I am the proud daughter of immigrants who raised me in an agrarian town where food options, for an Asian fob, were nonexistent. (We had one sad “Chinese” buffet whose highlight was a vanilla soft-serve machine.) It would have been easy to raise me on a diet of Hamburger Helper and grilled cheese sandwiches, but instead my parents went to great lengths to ensure we could retain the cuisine of our culture at home. Comfort food was not to become one more sacrifice they had to suffer in the name of the American Dream. And as I grew, so did my appreciation for Korean food. (In retrospect, I can’t believe that as a kid I would have preferred the synthetic cheese and bland ham of Lunchables to laboriously marinated meats laid out over a freaking pillow of white rice.) Every ingredient which had embarrassed me before — copious spoonfuls of garlic, pungent kimchi, roasted seaweed which clung to the teeth — just came together as delicious food I felt incredibly lucky to have at the table, cooked fresh every day.

 

Korean food takes patience and dedication. My mom will slice away every spare strip of fat from our short ribs. She spends days preparing her rich ox-bone broth, and weeks to ferment and pickle half a dozen side dishes. My dad delights in searing a perfect, medium steak for his family, testing new recipes, making inscrutably terrible food puns (preferably about nachos) and using tongs and scissors to fry us immorally indulgent slabs of pork belly. They demonstrate how to eat mussels with a single shell and entreat me to take the crispiest portion of a fish — the tail. We each get one bowl of rice, the food placed in the center communally, and we dig in together.

 

Food, for my parents and for many immigrant parents, is an expression of pure love.
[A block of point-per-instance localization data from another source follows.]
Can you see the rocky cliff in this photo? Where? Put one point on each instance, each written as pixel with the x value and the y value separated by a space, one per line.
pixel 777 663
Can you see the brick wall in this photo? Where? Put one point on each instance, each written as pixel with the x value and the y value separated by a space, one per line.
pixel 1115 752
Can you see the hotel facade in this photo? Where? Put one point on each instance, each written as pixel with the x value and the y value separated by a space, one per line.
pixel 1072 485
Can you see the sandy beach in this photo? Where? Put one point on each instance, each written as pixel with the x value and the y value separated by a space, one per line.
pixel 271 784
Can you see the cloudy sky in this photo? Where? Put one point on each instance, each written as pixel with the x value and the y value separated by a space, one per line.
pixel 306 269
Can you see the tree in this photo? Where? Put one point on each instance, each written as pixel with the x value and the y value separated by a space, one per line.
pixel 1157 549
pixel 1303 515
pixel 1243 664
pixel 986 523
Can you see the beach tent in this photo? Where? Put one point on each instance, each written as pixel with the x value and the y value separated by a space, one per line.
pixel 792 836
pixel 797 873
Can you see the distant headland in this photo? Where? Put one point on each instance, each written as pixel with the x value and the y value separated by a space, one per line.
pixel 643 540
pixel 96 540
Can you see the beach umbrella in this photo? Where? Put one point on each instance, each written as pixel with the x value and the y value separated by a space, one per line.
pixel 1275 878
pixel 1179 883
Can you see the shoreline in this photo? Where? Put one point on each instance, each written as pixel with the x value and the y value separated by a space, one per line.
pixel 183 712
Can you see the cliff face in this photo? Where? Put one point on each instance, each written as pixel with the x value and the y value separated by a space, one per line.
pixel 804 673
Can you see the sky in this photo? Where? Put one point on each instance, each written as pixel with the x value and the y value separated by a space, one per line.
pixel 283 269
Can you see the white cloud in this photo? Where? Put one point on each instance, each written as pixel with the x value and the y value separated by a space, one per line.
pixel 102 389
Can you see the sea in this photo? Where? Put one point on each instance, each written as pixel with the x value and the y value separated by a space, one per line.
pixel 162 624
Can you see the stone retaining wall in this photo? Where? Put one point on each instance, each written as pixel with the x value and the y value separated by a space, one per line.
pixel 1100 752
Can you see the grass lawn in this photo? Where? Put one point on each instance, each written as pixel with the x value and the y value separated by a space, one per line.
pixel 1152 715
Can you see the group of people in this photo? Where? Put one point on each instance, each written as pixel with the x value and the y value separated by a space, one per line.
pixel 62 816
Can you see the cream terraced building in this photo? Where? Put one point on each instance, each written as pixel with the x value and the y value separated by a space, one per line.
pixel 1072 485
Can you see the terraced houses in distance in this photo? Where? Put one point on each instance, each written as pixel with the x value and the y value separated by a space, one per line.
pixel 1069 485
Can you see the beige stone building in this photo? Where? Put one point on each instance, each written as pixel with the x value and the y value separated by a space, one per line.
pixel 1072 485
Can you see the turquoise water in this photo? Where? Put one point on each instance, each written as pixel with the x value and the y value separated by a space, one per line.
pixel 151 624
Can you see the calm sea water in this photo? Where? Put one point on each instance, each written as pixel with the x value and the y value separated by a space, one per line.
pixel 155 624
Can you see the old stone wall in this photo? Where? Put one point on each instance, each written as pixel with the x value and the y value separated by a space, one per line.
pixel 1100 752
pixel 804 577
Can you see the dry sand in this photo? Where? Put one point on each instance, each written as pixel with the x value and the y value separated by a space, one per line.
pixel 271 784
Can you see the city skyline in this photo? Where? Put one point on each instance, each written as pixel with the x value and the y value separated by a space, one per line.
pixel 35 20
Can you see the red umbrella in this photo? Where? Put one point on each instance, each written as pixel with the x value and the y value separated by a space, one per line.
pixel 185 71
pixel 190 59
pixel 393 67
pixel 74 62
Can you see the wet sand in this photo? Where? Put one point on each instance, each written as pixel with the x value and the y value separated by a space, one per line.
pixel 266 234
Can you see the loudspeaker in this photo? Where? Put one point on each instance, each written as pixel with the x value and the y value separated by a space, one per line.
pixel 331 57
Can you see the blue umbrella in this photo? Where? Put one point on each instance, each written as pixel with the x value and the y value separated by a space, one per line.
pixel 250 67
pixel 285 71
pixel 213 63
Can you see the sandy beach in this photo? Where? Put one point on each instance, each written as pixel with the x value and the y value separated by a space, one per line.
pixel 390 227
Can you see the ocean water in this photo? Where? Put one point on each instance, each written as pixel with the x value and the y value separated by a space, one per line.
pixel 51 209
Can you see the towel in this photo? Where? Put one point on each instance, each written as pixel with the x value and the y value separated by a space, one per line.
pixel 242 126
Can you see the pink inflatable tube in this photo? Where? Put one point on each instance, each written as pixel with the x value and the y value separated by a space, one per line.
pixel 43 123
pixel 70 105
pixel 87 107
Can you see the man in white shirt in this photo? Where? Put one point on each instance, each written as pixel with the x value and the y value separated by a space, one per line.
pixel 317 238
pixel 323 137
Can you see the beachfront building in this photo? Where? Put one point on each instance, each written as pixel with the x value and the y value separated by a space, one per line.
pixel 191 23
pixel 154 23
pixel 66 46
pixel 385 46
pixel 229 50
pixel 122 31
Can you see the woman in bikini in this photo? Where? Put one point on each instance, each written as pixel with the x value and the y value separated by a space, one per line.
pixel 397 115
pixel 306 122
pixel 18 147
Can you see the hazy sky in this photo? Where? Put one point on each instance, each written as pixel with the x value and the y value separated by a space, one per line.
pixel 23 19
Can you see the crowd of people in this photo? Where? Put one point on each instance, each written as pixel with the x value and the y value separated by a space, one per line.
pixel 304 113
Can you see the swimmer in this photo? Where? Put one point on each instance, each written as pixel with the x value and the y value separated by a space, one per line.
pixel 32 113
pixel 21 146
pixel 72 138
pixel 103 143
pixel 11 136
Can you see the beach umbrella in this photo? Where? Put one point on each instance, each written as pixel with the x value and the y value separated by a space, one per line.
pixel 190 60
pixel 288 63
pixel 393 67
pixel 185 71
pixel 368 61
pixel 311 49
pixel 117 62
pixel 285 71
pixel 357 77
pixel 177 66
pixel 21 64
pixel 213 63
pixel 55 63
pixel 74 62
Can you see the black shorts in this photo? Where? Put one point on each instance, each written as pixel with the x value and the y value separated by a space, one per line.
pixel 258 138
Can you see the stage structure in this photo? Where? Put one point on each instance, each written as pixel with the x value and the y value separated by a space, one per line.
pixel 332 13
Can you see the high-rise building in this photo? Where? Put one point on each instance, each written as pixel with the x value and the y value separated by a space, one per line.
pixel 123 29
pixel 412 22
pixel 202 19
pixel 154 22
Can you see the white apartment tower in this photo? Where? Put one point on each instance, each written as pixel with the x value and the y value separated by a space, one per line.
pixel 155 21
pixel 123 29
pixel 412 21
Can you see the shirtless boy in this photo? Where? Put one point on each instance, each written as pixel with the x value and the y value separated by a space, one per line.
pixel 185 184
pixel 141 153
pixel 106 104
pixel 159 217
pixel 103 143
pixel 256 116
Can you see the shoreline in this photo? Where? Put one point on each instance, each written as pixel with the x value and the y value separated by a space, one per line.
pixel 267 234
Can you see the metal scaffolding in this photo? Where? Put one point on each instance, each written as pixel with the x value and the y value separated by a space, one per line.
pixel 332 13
My mom will debone a whole fried swordfish and make sure I have plenty of the meat before she lifts a single grain of rice to her mouth. If I’m ever too busy to come to the table, she’ll wrap pork, rice, garlic, a jalapeño slice and a generous heap of ssamjang in a lettuce leaf, walk to my desk, jam it in my mouth and tell me not to work so hard. K-BBQ fed to you by your umma just hits different. A love expressed through food is quiet and unassuming, like East Asia’s cultural status quo, but the reward is a complex medley of deep, spicy, garlicky, sweet and earthy flavors which play off of each other and warm you from within. It tastes like home. When I went to college, I realized I hadn’t appreciated the full extent of my parents’ efforts and I craved home food and cut fruits more than ever. Nowadays, I’m off the meal plan and I take buses to Korean grocery stores and try to learn — though I can never quite replicate the flavor —to cook my mom’s recipes myself. I text her asking how to make budae jjigae and she replies with bafflingly rough estimations of her cooking process (“when you’ve chopped up enough onions, you’ll know”) followed by “good luck!” and a smiley face or heart emojis. I host dumpling parties with my closest friends where we sit around the table and whine about being single and applying to internships while folding meat filling into pale dough wrappers, just like I grew up doing with my family. And when I visit my big sister in Seattle, she always has a hot, Korean meal set on the table, waiting for me. Whenever I’m exhausted from a long flight out West, all it takes is the sight of a steaming odaeng broth on the stove to remind myself that family is worth crossing any borders and taking any risks for. Together, my sister and I try to hold onto these precious remnants of our parents’ love and, my God, do they taste delicious.